CHINA / SOCIETY
Delta variant confirmed in Nanjing's latest outbreak: authorities
Published: Jul 27, 2021 11:19 AM Updated: Jul 27, 2021 12:09 PM
A medical worker takes a swab sample from a woman for COVID-19 test at a testing site in Nanjing, east China's Jiangsu Province, July 21, 2021. Photo: Xinhua

A medical worker takes a swab sample from a woman for COVID-19 test at a testing site in Nanjing, east China's Jiangsu Province, July 21, 2021. Photo: Xinhua


Delta variant was detected in the latest epidemic spike in Nanjing, East China's Jiangsu Province, local authorities said. The city reported 31 new locally-transmitted cases on Tuesday, bringing the total infections to 112, including 106 confirmed cases and six asymptomatic ones. 

Most of the newly reported cases were from key management areas, and are related to the Lukou airport, where infections were first found. A third round of nucleic acid screening test has been rolled out in related districts, the city health authorities said during a press briefing on Tuesday. 

The Delta variant is detected in the latest spike, with advanced adaptability to the human body, faster transmission speed, and a higher viral load. Patients infected with the variant are more likely to have severe symptoms, authorities said.

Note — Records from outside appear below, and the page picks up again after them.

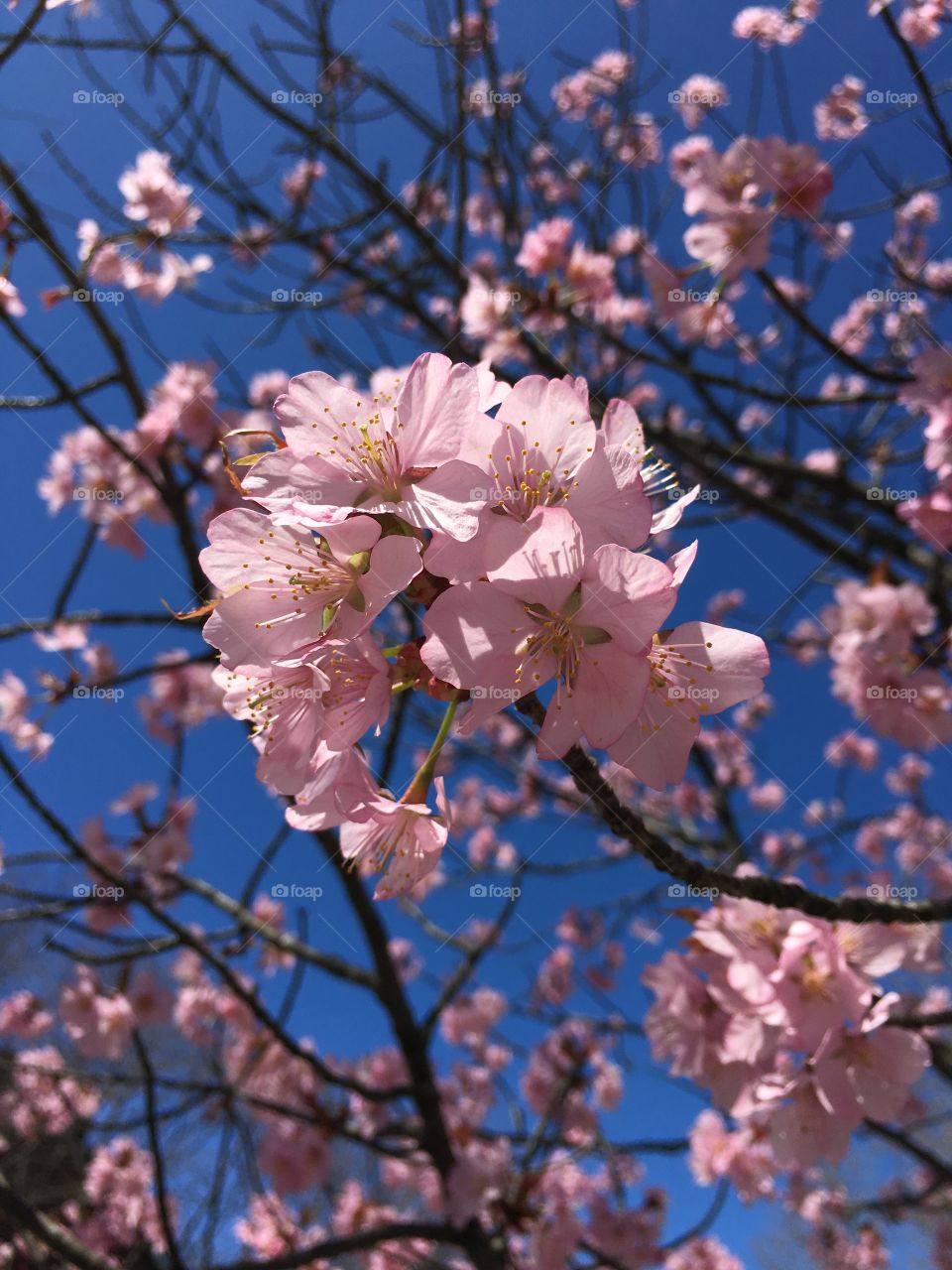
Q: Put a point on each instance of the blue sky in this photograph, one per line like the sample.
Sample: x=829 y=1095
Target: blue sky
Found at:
x=102 y=749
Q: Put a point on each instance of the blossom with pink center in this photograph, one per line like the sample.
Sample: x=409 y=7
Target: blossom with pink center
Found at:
x=10 y=300
x=544 y=248
x=735 y=240
x=770 y=27
x=841 y=116
x=339 y=788
x=14 y=703
x=405 y=838
x=154 y=195
x=22 y=1014
x=182 y=404
x=794 y=175
x=331 y=693
x=350 y=449
x=703 y=1254
x=621 y=427
x=696 y=96
x=929 y=516
x=540 y=451
x=694 y=671
x=100 y=1024
x=284 y=588
x=547 y=612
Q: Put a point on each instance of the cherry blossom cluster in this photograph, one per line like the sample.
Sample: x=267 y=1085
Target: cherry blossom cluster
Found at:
x=783 y=1019
x=513 y=535
x=889 y=661
x=742 y=195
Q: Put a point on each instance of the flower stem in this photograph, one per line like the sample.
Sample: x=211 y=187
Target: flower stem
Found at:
x=420 y=784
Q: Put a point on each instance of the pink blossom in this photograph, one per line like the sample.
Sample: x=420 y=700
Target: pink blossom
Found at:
x=543 y=248
x=24 y=733
x=767 y=26
x=697 y=670
x=282 y=588
x=23 y=1015
x=405 y=837
x=547 y=612
x=154 y=195
x=543 y=452
x=99 y=1023
x=841 y=114
x=184 y=404
x=696 y=96
x=331 y=694
x=349 y=449
x=10 y=300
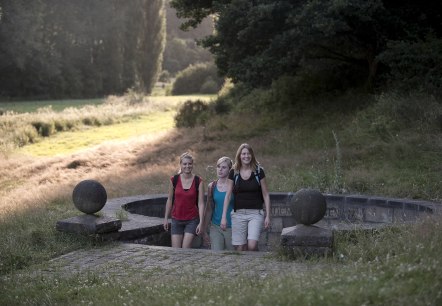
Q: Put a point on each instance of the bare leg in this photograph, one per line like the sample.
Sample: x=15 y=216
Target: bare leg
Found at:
x=177 y=241
x=252 y=245
x=187 y=241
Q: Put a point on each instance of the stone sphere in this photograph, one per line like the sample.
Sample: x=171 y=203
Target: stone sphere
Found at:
x=89 y=196
x=308 y=206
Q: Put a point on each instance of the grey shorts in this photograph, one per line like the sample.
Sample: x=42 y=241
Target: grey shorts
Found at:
x=247 y=224
x=179 y=227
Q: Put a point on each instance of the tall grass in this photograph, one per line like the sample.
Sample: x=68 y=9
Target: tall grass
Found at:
x=353 y=153
x=20 y=129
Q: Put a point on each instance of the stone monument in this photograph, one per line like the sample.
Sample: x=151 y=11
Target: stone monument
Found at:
x=308 y=207
x=89 y=197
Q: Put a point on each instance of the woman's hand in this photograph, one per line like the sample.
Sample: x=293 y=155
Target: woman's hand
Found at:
x=206 y=239
x=223 y=224
x=267 y=222
x=198 y=229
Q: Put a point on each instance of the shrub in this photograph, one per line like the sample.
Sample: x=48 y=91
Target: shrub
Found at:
x=414 y=66
x=191 y=113
x=193 y=79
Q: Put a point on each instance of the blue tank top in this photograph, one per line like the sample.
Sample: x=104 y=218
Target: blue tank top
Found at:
x=218 y=198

Five provinces and nine cities have reported cases related to the Nanjing flare-up, including South China's Guangdong Province, Southwest China's Sichuan Province, East China's Anhui Province and Northeast China's Liaoning Province. 

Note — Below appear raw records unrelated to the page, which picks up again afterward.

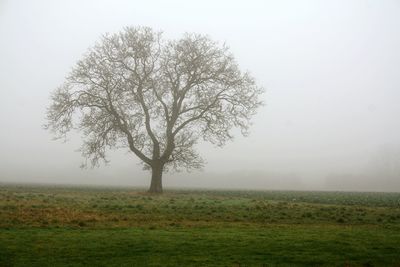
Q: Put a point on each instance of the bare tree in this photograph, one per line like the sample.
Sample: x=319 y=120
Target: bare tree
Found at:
x=156 y=97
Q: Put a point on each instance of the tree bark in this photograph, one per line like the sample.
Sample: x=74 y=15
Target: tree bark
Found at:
x=156 y=179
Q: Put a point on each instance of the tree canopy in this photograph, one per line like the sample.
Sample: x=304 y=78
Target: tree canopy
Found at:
x=157 y=97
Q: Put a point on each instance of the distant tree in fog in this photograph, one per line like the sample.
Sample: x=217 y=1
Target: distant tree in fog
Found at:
x=155 y=97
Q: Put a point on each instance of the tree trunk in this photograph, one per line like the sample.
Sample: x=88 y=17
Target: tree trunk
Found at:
x=156 y=179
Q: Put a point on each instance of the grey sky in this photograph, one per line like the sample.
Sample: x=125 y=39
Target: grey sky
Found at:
x=330 y=68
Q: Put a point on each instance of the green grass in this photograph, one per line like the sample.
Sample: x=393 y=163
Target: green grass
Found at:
x=66 y=226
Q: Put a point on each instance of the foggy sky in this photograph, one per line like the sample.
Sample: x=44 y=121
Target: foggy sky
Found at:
x=331 y=70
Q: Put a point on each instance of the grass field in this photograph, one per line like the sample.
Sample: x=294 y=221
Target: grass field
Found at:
x=94 y=226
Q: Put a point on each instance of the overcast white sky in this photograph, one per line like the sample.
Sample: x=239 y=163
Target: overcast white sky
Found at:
x=331 y=70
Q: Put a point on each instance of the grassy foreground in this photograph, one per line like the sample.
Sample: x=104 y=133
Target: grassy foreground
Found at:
x=60 y=226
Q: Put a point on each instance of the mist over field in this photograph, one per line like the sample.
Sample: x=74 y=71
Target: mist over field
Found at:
x=330 y=70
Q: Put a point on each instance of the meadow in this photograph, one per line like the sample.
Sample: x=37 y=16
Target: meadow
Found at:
x=100 y=226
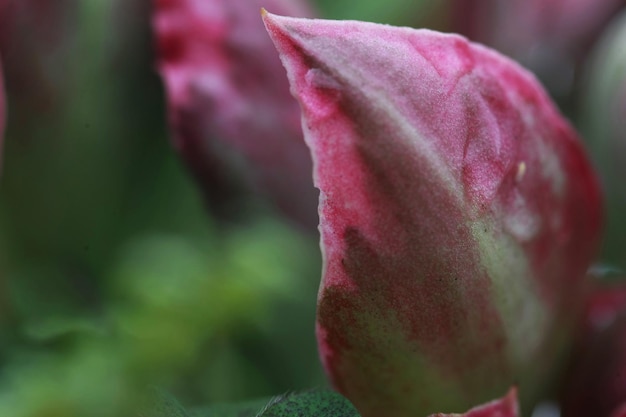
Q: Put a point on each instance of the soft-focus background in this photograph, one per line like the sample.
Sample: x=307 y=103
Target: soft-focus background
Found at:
x=113 y=274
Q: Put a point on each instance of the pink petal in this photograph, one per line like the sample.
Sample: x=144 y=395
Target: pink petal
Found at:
x=229 y=103
x=503 y=407
x=458 y=215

The city dialed up epidemic risk levels on Monday, bringing the number of high-risk areas to four, and medium-risk areas to 25. 

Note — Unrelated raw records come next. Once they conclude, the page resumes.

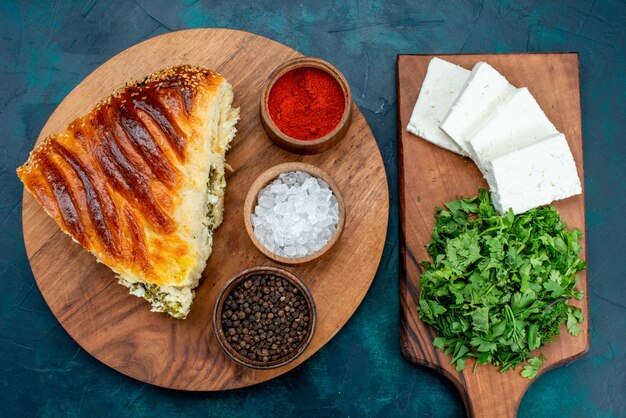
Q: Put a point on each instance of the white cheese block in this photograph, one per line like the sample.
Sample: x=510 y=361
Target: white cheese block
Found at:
x=516 y=123
x=441 y=86
x=483 y=92
x=534 y=176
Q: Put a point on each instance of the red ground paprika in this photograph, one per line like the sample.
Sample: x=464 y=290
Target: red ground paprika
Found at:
x=306 y=103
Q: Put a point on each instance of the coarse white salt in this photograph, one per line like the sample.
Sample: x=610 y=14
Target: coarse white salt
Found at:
x=296 y=215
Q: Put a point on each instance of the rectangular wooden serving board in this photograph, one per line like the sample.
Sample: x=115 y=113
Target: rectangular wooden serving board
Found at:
x=431 y=176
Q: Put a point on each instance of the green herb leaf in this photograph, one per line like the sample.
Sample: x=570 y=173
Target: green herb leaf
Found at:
x=497 y=286
x=530 y=372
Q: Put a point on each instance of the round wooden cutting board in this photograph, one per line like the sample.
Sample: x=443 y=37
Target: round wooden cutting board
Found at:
x=119 y=329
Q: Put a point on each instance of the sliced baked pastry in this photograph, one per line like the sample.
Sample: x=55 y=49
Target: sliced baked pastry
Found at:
x=139 y=181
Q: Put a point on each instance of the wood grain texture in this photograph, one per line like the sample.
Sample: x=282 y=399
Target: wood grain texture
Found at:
x=118 y=329
x=430 y=176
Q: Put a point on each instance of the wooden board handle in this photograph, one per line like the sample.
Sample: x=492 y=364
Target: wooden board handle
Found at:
x=492 y=400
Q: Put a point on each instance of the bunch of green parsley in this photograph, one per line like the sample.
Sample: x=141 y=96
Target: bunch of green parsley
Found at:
x=499 y=285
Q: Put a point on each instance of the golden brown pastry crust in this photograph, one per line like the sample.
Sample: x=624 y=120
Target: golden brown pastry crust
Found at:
x=112 y=179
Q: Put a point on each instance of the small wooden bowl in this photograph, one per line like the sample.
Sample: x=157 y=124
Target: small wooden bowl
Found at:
x=251 y=202
x=219 y=307
x=314 y=146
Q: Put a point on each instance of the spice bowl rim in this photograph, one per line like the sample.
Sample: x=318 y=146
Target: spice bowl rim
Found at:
x=267 y=177
x=235 y=280
x=312 y=146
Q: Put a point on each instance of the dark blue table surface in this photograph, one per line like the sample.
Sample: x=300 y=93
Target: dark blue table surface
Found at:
x=46 y=49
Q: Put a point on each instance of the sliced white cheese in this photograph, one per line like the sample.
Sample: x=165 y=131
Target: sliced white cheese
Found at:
x=441 y=86
x=535 y=175
x=483 y=92
x=515 y=124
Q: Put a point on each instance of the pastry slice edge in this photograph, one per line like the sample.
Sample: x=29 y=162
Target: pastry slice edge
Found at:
x=139 y=181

Entrances and exits for all residential communities in Nanjing are being strictly controlled, banning all package or food deliveries from entering. 

Starting from Tuesday, Nanjing suspended the operation of eight long-distance bus stations, as well as the city's bus tour services. Some 19 bus lines that had routes traveling to adjacent areas were limited within the city, and taxis are required not to leave the city.